Part One is at times brilliant; at times a calculation of weekly incomes. Some of t’e descriptions flow poetically and s’ow t’e ‘ars’ness of t’e situation for many in 1930s England. Part Two can feel rant-like, wit’ page-long paragrap’s and individual criticisms, but like Part One, offers insig’ts from 75 years ago t’at could be applied today, particularly in lig’t of last year’s riots. 

Days to read: 17
Days per book: 14.2


Down and Out in Paris and London (George Orwell)

Something of a theme here…

Before making ‘is trip up nort’, Orwell spent time in Paris and London, living on the fringes in both. The book is an account of his experiences in short chapters, each an anecdote of the various roles he took/was promised or the many characters he met along the way.

The Paris half is focuses on his work as a plongeur in Parisian restaurants. Here it is a day-to-day struggle to find both work and money for food, while mixing with various foreign immigrants to the French capital while spending what little money they have on wine. The conditions are hellish and hours long and hard for little reward. Many working like this come from better backgrounds in their native countries, but finding themselves scraping-by to serve their ‘superiors’.

London sees a delayed promise of work leaving him without an income for the period of one month. Exchanging his clothes, he lives the life of a tramp, bouncing between spikes and lodging house, looking for hand-outs wherever possible.

The book is more like a collection of short anecdotes than the more detailed and analytical ‘The Road to Wigan Pier’. Indeed, much of the interpretation, from London at least, is included in his later work and feels like research building up to ‘1984’.

Days to read: 16
Day per book: 14.3


The Vulture (Gil Scott-Heron)

The’ original rapper’, Gil Scott-heron is a man I became aware of through hip hop, learning of his music and poetry. But before his music career began, Scott-Heron wrote his debut novel while at University – essentially dropping out to complete it. A young New Yorker himself at the time, the story starts with the murder of teenager John Lee as an endpoint to the lives of four characters all connected to the victim over the past year.

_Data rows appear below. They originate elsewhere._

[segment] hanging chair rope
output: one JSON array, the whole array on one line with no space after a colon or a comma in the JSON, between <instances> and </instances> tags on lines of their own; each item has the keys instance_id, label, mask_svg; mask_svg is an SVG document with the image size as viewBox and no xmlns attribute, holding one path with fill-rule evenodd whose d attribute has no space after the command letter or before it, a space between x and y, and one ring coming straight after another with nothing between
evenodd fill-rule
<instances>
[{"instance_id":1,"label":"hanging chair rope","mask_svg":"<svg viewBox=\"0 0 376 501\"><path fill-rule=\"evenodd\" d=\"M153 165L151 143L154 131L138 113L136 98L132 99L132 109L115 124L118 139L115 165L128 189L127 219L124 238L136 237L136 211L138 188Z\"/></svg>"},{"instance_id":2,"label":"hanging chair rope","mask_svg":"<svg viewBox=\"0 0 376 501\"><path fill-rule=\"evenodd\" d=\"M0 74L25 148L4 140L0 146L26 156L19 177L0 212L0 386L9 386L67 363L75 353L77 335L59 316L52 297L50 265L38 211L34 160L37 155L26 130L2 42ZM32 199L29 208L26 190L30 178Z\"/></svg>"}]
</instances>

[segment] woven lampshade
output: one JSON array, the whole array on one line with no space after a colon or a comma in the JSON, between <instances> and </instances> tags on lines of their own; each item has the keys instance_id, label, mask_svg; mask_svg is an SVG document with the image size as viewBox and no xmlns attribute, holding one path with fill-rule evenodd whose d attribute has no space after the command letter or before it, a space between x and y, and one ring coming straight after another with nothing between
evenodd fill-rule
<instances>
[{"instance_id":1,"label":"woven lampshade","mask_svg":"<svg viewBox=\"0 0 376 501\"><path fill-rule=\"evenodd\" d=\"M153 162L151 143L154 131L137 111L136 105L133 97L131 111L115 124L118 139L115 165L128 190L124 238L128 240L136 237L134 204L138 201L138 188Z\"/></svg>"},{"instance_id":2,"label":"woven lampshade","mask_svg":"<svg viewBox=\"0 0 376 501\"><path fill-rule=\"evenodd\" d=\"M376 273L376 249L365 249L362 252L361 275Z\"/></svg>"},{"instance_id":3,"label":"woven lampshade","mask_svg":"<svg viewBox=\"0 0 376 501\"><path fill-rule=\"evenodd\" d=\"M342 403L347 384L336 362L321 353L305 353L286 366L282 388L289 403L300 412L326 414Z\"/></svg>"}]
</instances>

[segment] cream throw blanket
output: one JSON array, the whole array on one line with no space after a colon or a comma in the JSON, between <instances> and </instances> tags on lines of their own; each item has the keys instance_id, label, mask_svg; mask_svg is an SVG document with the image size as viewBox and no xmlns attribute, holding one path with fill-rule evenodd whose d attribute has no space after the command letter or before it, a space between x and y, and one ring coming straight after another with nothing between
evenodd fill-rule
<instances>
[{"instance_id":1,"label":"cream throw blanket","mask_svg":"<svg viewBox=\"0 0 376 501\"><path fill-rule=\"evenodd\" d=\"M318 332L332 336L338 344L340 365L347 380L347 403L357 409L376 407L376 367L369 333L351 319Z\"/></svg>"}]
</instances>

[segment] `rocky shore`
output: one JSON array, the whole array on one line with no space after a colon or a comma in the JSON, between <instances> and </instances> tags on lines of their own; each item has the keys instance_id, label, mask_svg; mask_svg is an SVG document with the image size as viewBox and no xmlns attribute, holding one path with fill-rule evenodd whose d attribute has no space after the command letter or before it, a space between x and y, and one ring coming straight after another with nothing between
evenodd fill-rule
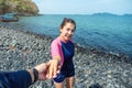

Scott-Heron, therefore, takes on the narration of four personas, all with their differing connections to the victim and motivations leading up to the death in July 1969, as well as dialogue and interpretations. An overarching narrative is thrown in throughout to add details to the murder, though this is less of a who-done-it and more an insight into the mind-set of a young generation of Afro-Americans.

The writing is clearly that of a poet, with verses thrown in, and a language that oozes with imagery of early 1970s Blackploitation cinema. While not without its flaws, ‘The Vulture’s is a strong work and his influence on later generations can be felt throughout.

Days to read: 17
Days per book: 14.3


The Lonely Londoners (Sam Selvon)

My English Literature teacher during GCSEs used to read all dialogue in novels in the supposed accent in which it was intended. If I had studied ‘The Lonely Londoners’ at GCSE, English lessons would have been much more entertaining.

Moses, who would feature in later novels by Selvon, is a first point of contact at Waterloo Train Station for many Trinidadians coming to London via the south coast. The story tells of various anecdotes of the various characters he comes across and how they all struggle to fit into their new life as a Londoner.

Writing from experience, Selvon, a native of Trinidad moving to London in the 1950s, chose to write ‘The Lonely Londoners’ essentially in patois. Not just the dialogue, but the narration is also that of Caribbean tongue, making it – while fully understandable – difficult to read. To fully get into it, a fair few pages have to be polished off in one sitting to get into the Caribbean rhythms of the writing style.  Combined with sentences pages and pages long, ‘The Lonely Londoners’ is difficult to get into at times. But stick with it, and it becomes almost poetic and humorous in how each character describes their new home.